Une junte malienne en décalage total avec la réalité du terrain
Les discours triomphalistes de Bamako s’effritent chaque jour un peu plus face à l’avancée implacable des groupes armés dans le Nord du Mali. Alors que les autorités de transition affirment maîtriser la situation, les combats reprennent dans des zones stratégiques comme Anefif, où les Forces armées maliennes (FAMa) et leurs alliés russes subissent des revers cuisants. L’écrivain nigérien Issouf Ag Mah, exilé et observateur avisé de la crise, dresse un constat sans appel : le Mali s’enfonce dans une spirale de violence et d’instabilité politique.

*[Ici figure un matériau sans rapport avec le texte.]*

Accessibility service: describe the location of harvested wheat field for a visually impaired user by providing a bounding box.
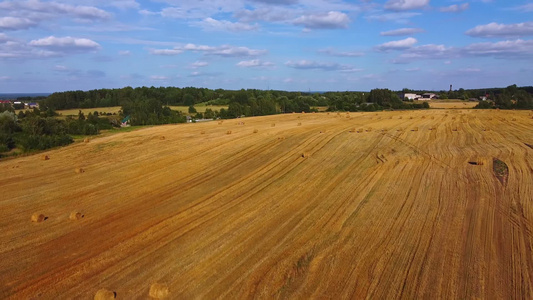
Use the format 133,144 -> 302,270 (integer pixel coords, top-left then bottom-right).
0,109 -> 533,299
428,100 -> 479,109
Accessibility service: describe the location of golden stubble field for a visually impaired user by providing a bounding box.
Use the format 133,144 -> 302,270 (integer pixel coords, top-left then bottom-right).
0,110 -> 533,299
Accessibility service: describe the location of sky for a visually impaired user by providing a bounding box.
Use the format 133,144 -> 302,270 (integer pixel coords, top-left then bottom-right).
0,0 -> 533,93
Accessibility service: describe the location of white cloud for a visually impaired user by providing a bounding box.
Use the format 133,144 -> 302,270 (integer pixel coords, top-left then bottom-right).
190,61 -> 209,69
54,65 -> 69,72
365,12 -> 421,24
150,75 -> 169,81
465,22 -> 533,38
397,44 -> 457,63
150,44 -> 268,57
376,37 -> 418,51
318,48 -> 365,57
0,17 -> 37,30
150,49 -> 183,56
234,7 -> 295,22
458,68 -> 481,73
237,59 -> 274,68
0,0 -> 111,21
196,18 -> 259,32
461,39 -> 533,58
385,0 -> 429,11
250,0 -> 299,5
440,3 -> 470,12
379,28 -> 424,36
285,60 -> 362,72
512,3 -> 533,12
293,11 -> 350,29
29,36 -> 101,51
106,0 -> 140,9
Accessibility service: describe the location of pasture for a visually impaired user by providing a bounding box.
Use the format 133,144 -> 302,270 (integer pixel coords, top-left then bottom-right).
0,109 -> 533,299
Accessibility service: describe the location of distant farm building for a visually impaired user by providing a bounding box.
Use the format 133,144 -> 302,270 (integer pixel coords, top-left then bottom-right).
422,93 -> 437,100
24,102 -> 39,108
400,93 -> 422,101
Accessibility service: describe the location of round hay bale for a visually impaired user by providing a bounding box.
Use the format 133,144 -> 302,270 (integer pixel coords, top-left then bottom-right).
148,283 -> 170,299
94,289 -> 117,300
31,213 -> 48,223
68,211 -> 85,221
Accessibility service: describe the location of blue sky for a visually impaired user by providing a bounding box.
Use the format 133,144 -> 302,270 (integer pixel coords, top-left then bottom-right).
0,0 -> 533,93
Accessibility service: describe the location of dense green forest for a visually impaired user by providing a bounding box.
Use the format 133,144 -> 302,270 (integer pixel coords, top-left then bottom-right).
0,85 -> 533,153
0,105 -> 116,157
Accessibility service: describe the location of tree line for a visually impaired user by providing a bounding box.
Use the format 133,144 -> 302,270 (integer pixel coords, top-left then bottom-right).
0,105 -> 114,157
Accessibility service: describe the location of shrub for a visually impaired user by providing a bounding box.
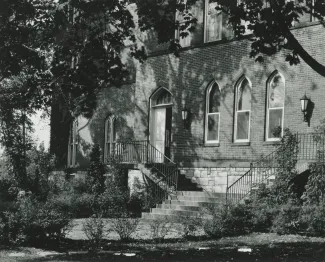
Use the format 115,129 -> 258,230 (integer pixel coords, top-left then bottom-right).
302,162 -> 325,204
272,201 -> 303,235
251,201 -> 279,233
3,197 -> 71,245
203,204 -> 252,238
176,214 -> 202,238
82,214 -> 108,251
88,144 -> 106,194
147,217 -> 174,242
300,201 -> 325,237
112,214 -> 139,241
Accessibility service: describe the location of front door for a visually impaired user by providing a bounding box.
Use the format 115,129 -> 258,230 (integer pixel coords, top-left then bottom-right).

L’échec cuisant des promesses de stabilisation
Depuis le coup d’État d’août 2020, la junte au pouvoir avait juré de rétablir la sécurité et l’intégrité territoriale du pays. Pourtant, six ans plus tard, le bilan est accablant. La rupture unilatérale des Accords d’Alger en janvier 2024 a scellé l’échec du dialogue avec les mouvements armés du Nord, relançant les hostilités. Issouf Ag Mah dénonce une « obsession du pouvoir » chez les dirigeants, davantage préoccupés par leur survie politique que par la recherche d’une solution pacifique. La répression s’intensifie : liberté de la presse muselée, opposition muselée, et une société civile réduite au silence.
Les revers militaires qui sapent l’autorité de Bamako
Les revers subis par les FAMa à Tinzawatène et la reprise de Kidal par le Front de libération de l’Azawad (FLA) ont profondément ébranlé la crédibilité du pouvoir central. Malgré les déclarations rassurantes de Bamako, la situation militaire reste extrêmement précaire. Le FLA, après ses succès sur le terrain, a démontré sa capacité à appliquer les règles de la guerre en autorisant le retrait de certaines troupes maliennes et russes, une décision politique visant à se différencier des exactions commises par l’armée régulière.
Le calvaire des civils sous le joug d’Africa Corps
L’alliance avec la Russie, matérialisée par le déploiement des hommes d’Africa Corps, a exporté sur le sol malien une stratégie de terreur sans précédent. Les populations du Nord Mali subissent un véritable cauchemar : arrestations arbitraires, disparitions forcées, exécutions sommaires. Issouf Ag Mah alerte sur l’effacement systématique des communautés locales, tandis que Bamako nie en bloc ces exactions, s’enfermant dans un déni aux conséquences dramatiques pour la cohésion nationale.
Un silence international qui accélère la chute
La crise malienne se déroule sous le regard indifférent d’une communauté internationale obsédée par d’autres conflits. L’intellectuel nigérien fustige ce « silence assourdissant » des acteurs régionaux et de la presse, s’interrogeant sur la volonté réelle de réagir avant que le Mali ne bascule définitivement dans l’implosion. Pour Issouf Ag Mah, le pays approche d’un point de non-retour : en privilégiant la solution militaire au détriment des valeurs républicaines, la junte risque de précipiter l’effondrement définitif du Mali.